Читать «Избранная проза и переписка» онлайн - страница 100

Алла Сергеевна Головина

Я уже хотела уходить, цыкнув на птицу, как вдруг дверь распахнулась, и на пороге появился полковник Загжевский. Он посмотрел растерянно, а я сделала реверанс и умчалась.

Днем у инспектора был чай, были приглашены Загжевские, и будто бы там рассказывали о нашем с Алей поведении и ему возмущались.

Воспитательница сказала:

— До чего вы дойдете? Люди переезжают, а вы балаган из этого делаете. Инспектор меня спросил, правда ли? А я говорю — за такими нельзя уследить.
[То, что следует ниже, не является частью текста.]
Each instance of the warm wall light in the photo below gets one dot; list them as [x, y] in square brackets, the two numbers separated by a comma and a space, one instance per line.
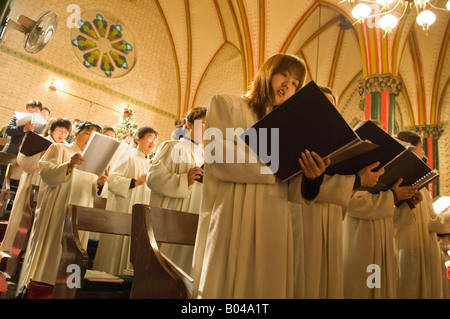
[425, 17]
[56, 84]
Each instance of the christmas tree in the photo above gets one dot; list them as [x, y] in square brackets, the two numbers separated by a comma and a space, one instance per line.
[127, 126]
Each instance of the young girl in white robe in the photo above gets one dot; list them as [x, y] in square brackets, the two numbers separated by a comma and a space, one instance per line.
[126, 185]
[62, 184]
[172, 179]
[420, 266]
[317, 229]
[244, 240]
[59, 130]
[370, 260]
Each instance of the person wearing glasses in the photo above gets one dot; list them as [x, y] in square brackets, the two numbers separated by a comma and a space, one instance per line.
[126, 187]
[16, 133]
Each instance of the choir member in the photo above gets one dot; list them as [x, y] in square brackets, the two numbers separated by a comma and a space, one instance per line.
[172, 179]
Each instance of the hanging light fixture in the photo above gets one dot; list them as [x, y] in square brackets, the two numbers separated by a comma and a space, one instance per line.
[425, 19]
[385, 9]
[388, 22]
[361, 11]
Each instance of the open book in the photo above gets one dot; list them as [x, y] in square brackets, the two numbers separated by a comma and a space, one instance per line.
[33, 143]
[368, 131]
[101, 276]
[410, 168]
[306, 121]
[441, 204]
[98, 153]
[23, 118]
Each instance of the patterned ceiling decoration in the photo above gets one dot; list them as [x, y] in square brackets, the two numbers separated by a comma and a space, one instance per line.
[103, 44]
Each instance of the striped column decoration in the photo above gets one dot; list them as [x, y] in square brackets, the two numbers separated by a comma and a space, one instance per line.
[379, 92]
[430, 136]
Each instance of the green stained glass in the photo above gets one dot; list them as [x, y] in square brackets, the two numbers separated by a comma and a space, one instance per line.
[87, 29]
[91, 58]
[101, 26]
[122, 46]
[114, 33]
[106, 64]
[119, 60]
[83, 43]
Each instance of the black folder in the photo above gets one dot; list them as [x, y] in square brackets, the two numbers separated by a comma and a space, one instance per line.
[33, 143]
[408, 166]
[306, 121]
[388, 150]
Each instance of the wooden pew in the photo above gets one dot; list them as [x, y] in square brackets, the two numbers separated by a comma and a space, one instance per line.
[11, 262]
[155, 276]
[12, 173]
[77, 219]
[3, 142]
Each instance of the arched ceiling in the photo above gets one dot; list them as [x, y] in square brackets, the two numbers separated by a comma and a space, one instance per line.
[339, 52]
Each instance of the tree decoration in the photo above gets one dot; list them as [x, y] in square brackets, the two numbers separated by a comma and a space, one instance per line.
[126, 127]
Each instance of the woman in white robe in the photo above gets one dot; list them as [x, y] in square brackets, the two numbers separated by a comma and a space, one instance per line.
[370, 262]
[317, 229]
[62, 184]
[59, 130]
[176, 165]
[420, 265]
[126, 185]
[244, 240]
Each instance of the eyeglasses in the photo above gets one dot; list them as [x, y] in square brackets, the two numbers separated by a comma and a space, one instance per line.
[61, 131]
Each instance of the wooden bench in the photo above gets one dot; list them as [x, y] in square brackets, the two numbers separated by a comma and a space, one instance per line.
[12, 173]
[77, 219]
[11, 262]
[155, 276]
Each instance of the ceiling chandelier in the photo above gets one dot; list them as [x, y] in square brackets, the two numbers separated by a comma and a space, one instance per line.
[385, 12]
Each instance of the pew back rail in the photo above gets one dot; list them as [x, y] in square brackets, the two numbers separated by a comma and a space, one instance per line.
[78, 219]
[155, 276]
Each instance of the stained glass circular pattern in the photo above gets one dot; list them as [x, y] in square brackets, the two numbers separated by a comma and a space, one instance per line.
[104, 44]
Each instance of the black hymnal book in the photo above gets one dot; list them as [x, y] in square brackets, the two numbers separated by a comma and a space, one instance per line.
[200, 179]
[370, 132]
[409, 167]
[33, 143]
[306, 121]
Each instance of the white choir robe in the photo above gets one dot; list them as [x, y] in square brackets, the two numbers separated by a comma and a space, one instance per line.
[317, 229]
[368, 238]
[420, 267]
[57, 190]
[168, 181]
[30, 177]
[113, 251]
[244, 240]
[444, 245]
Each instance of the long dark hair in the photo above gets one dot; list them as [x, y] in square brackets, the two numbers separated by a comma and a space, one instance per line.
[260, 92]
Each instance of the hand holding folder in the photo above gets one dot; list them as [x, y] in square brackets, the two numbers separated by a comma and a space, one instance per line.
[33, 143]
[306, 121]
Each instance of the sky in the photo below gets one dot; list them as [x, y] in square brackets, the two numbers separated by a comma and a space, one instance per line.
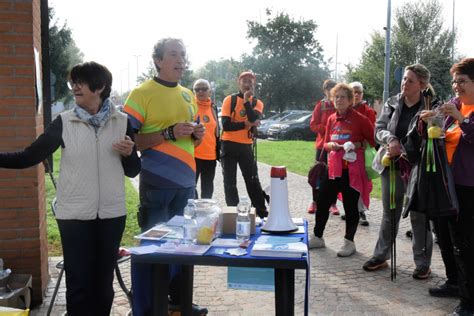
[120, 33]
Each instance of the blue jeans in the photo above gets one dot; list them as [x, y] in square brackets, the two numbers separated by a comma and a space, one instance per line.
[160, 205]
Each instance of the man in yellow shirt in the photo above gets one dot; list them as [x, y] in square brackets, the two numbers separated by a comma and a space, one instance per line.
[238, 124]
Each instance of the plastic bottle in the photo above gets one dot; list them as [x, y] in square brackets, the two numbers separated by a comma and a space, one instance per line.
[242, 224]
[190, 223]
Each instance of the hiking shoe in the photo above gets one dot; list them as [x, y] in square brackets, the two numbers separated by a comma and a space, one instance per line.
[421, 273]
[374, 264]
[312, 208]
[316, 242]
[197, 310]
[463, 310]
[347, 249]
[444, 290]
[262, 213]
[363, 219]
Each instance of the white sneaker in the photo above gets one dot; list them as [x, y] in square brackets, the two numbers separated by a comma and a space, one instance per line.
[347, 249]
[316, 242]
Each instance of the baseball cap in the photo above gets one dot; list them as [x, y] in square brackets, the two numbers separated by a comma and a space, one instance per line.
[247, 74]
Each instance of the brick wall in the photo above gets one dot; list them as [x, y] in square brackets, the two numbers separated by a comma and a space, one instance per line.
[23, 231]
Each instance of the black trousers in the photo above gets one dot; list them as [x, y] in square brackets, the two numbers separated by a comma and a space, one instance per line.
[241, 154]
[206, 169]
[90, 250]
[327, 196]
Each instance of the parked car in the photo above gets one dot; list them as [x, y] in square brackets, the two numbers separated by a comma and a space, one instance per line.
[284, 116]
[295, 129]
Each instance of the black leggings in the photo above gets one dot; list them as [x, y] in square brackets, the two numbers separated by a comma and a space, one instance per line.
[328, 195]
[207, 170]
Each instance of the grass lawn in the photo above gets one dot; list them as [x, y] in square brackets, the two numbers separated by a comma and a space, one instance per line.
[297, 156]
[54, 239]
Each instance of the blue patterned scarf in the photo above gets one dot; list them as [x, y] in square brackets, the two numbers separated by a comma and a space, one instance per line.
[97, 120]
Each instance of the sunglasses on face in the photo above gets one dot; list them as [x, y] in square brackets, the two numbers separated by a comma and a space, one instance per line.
[203, 89]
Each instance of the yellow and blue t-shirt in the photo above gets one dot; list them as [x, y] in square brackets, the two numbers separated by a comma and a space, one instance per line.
[152, 107]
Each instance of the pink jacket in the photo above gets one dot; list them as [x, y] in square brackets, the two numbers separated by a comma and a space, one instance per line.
[357, 175]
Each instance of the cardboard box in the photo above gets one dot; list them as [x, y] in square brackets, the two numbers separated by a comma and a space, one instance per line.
[229, 216]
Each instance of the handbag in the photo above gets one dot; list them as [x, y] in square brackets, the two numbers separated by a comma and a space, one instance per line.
[369, 155]
[318, 172]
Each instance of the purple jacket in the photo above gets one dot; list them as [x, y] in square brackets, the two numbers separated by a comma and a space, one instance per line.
[462, 164]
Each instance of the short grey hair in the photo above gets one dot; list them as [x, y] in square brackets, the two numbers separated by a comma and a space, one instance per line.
[159, 49]
[201, 81]
[357, 85]
[421, 72]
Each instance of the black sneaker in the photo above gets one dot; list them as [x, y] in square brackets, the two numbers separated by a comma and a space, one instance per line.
[262, 213]
[444, 290]
[197, 310]
[463, 310]
[421, 273]
[363, 219]
[374, 264]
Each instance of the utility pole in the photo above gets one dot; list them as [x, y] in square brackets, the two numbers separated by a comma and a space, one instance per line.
[335, 67]
[452, 42]
[136, 57]
[386, 78]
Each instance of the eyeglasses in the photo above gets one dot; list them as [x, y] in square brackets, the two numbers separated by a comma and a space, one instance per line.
[203, 89]
[70, 84]
[460, 82]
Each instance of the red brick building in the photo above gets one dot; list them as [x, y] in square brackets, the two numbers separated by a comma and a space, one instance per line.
[23, 230]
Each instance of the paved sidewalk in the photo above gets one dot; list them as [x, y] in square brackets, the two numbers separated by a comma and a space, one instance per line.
[339, 286]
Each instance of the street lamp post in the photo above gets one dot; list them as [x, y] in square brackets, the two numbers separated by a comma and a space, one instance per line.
[386, 78]
[136, 57]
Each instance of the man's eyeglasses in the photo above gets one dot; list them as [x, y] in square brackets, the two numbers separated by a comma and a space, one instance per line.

Стыдно и глупо.

Вечером мы с Алей опять бегали по лагерю и опять встретили старшего Загжевского, который шел, нервный и злой, на старую квартиру еще за какими-то ботинками.

— Я его выругаю, — сказала Аля и начала произносить бранное слово. — Ду…

–. ра, — ответил находчивый Загжевский, и Аля не успела прибавить «. к», ибо оскорбитель уж скрылся за поворотом аллеи.

Перед началом вечерних занятий, в верхней столовой, Аля вдруг подошла ко мне и взволнованно сказала:

— Он кого-то из нас назвал дурой. Мы должны дать ему в морду! — чтобы не позволял себе черт знает чего. Пойдем сейчас в амбулаторию, он, наверное, там торчит, и выясним, кого он это обложил.

Я неохотно пошла с нею, но по дороге разошлась, начала махать кулаками и говорить, что не спущу. Около нижней столовой к нам присоединились моя сестра и сестра Али — Люля. Они схватили суть дела на лету и загалдели:

— Наши сестры — не дуры. Он сам дурак и индюк. Мы ему надаем.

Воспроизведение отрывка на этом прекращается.